Constraints are meant to be managed and not to be discarded. Reason is because there is no good plan without constraints which may be financial, human-wise, material, time or the likes. Wisdom demands that constraints should be consider at the beginning of the plan and not when the plan has already begun or launched.
In the manufacturing company, there are lots of constraints which are considered and lots of qualitative and quantitative techniques are used to solve or combine the constraints to give a better result. Constraints here could be labour, time/duration, material or machine. A typical example is, how many labour would be needed to produce 15,000 units of a product at the 'x level' of materials and 'y level' of machine at a given budgeted cost. In another way, if the firm has 15 labours and with cost to be incurred in the production being N20, 000, what will be the number of machines to be hired?
This explains what constraints is all about. Not all constraints could be know or visualize at the point of planning. Some constraints are hidden and will take extra analytical and conceptual skills to get them know; others easily surface and could be addressed almost immediately. In managing constraints, the following steps are inevitably important:
1. Identify the constraints by carefully looking at the present and into the future to ascertain what could hinder the success of what is being planned
2. Outline the constraints with level at which they could constitute threat to the plan e.g. at the beginning, middle or end
3. Analyse the extent of the constraints to know the extent of the threat and the class to which the constraint belong - financial, material, labour, etc.

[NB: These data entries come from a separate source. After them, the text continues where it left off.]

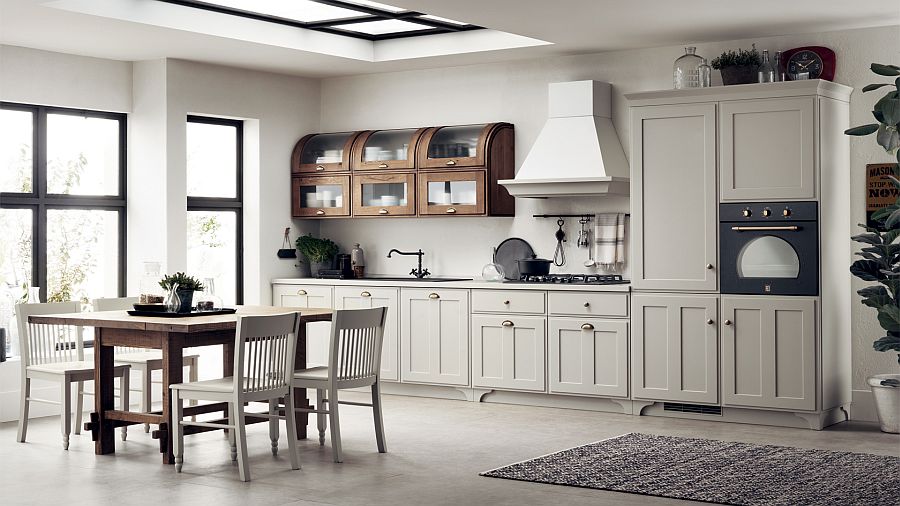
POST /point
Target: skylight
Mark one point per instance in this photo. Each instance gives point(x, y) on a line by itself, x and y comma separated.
point(353, 18)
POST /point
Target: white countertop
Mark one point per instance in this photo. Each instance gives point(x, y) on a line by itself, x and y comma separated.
point(478, 284)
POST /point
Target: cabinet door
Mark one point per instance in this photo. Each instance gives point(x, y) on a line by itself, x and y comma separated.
point(317, 334)
point(434, 336)
point(508, 352)
point(363, 297)
point(768, 149)
point(589, 356)
point(675, 348)
point(769, 352)
point(673, 178)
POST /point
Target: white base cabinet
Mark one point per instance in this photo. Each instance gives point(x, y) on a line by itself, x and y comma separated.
point(588, 356)
point(509, 352)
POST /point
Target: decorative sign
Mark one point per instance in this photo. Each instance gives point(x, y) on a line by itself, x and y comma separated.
point(880, 192)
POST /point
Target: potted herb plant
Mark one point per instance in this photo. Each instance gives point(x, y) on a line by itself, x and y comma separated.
point(184, 287)
point(738, 67)
point(319, 252)
point(880, 261)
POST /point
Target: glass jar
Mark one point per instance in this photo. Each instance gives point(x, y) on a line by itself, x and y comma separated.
point(686, 70)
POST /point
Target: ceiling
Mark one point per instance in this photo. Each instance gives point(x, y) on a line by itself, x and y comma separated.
point(137, 30)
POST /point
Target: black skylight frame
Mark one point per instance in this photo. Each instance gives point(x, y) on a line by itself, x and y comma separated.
point(333, 26)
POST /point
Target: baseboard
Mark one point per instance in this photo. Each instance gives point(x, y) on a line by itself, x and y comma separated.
point(863, 407)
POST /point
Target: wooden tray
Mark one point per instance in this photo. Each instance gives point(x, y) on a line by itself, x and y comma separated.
point(166, 314)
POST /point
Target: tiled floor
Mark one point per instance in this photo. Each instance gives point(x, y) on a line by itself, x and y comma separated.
point(436, 449)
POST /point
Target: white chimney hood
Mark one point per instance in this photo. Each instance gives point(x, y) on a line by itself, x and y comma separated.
point(577, 152)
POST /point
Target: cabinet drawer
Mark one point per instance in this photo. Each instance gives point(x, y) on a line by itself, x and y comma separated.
point(508, 301)
point(589, 303)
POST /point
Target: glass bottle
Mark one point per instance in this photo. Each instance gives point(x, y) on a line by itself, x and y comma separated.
point(766, 71)
point(705, 73)
point(686, 70)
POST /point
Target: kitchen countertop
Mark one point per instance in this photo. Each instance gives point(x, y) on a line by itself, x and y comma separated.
point(477, 284)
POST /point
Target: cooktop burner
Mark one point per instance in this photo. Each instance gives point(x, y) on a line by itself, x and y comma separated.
point(576, 279)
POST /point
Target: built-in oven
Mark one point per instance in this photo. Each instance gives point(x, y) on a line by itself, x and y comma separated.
point(769, 248)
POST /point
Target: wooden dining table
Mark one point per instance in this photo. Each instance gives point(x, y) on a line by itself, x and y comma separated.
point(172, 336)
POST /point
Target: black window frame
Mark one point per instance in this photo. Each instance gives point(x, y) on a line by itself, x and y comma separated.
point(233, 204)
point(39, 201)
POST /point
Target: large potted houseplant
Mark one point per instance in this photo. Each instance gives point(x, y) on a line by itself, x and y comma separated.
point(880, 261)
point(738, 67)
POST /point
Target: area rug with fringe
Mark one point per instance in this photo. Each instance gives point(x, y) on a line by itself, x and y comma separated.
point(722, 472)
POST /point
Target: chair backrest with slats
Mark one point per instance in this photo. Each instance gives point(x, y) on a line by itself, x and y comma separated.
point(264, 352)
point(355, 346)
point(48, 343)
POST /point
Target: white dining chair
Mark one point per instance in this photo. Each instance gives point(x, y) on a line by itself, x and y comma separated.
point(263, 367)
point(56, 353)
point(141, 360)
point(354, 361)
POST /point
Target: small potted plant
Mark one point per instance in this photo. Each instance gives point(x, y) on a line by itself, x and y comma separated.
point(184, 287)
point(738, 67)
point(319, 252)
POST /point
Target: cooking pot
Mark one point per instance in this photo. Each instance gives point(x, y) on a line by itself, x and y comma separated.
point(534, 266)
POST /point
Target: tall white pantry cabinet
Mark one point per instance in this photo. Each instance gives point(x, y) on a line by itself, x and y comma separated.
point(761, 359)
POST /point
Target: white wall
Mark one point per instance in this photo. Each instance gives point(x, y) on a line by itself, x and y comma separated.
point(517, 92)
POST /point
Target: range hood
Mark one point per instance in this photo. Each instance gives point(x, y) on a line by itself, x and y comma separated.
point(577, 152)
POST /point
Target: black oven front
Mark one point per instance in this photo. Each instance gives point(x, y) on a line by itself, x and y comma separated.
point(769, 248)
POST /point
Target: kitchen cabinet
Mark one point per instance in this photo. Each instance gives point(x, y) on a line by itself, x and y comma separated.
point(384, 194)
point(588, 356)
point(673, 177)
point(434, 336)
point(317, 153)
point(767, 149)
point(320, 196)
point(675, 352)
point(364, 297)
point(508, 352)
point(769, 352)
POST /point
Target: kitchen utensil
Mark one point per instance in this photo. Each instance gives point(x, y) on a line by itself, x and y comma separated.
point(534, 266)
point(559, 256)
point(508, 252)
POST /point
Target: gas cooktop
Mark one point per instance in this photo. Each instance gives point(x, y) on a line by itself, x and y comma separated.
point(574, 279)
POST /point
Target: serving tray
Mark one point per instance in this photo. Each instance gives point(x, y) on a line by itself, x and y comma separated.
point(166, 314)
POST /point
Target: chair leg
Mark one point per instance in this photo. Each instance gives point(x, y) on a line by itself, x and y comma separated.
point(273, 425)
point(289, 418)
point(241, 436)
point(335, 425)
point(23, 410)
point(320, 417)
point(175, 424)
point(376, 413)
point(65, 415)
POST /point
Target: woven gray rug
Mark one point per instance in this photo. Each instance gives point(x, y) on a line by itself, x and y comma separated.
point(717, 471)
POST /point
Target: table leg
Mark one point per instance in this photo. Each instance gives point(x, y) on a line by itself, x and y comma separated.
point(173, 362)
point(103, 431)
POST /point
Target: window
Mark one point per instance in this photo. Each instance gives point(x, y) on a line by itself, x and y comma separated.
point(62, 203)
point(214, 204)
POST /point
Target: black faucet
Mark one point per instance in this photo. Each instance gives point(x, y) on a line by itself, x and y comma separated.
point(419, 273)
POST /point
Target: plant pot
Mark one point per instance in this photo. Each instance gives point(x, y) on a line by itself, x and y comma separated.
point(887, 402)
point(740, 74)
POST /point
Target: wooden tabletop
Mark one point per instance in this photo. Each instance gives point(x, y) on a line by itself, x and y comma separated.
point(122, 320)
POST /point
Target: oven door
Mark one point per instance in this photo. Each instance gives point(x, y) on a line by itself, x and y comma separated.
point(759, 258)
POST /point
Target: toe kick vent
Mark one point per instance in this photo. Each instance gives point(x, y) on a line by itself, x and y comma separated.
point(692, 408)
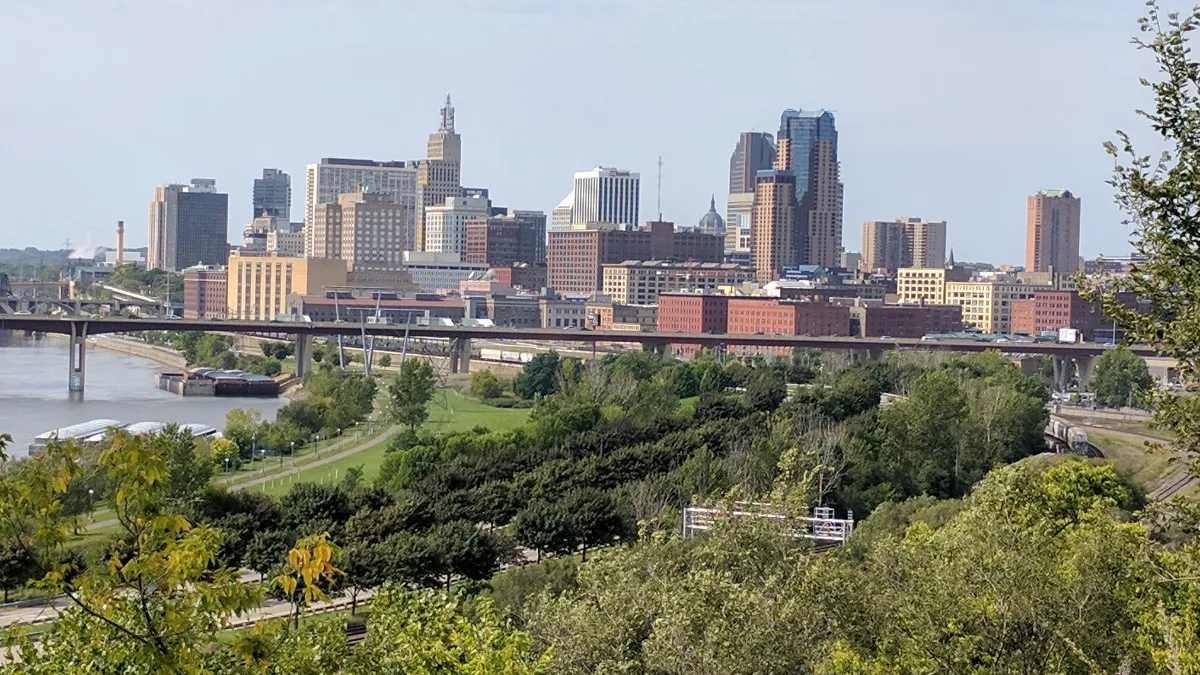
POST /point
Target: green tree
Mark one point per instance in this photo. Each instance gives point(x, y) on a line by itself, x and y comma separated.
point(429, 632)
point(1120, 378)
point(411, 393)
point(539, 376)
point(1157, 196)
point(484, 384)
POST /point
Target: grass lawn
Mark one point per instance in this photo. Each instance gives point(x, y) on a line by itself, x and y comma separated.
point(449, 411)
point(1145, 465)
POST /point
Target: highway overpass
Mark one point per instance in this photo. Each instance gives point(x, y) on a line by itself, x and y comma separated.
point(79, 328)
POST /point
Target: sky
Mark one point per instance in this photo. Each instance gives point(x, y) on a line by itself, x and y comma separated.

4. Devise means of alleviating or addressing the threat or constraint and properly consider them while making a final draft of the plan
5. Execute the plan while taking the constraints into consideration
6. Evaluate the success of the plan (monitor and control)
Having this at mind, constraints are thus triggers to make planner think deeper and better for great result. While constraints could result in lower result, it shouldn't keep decision makers away from forging ahead in the plan.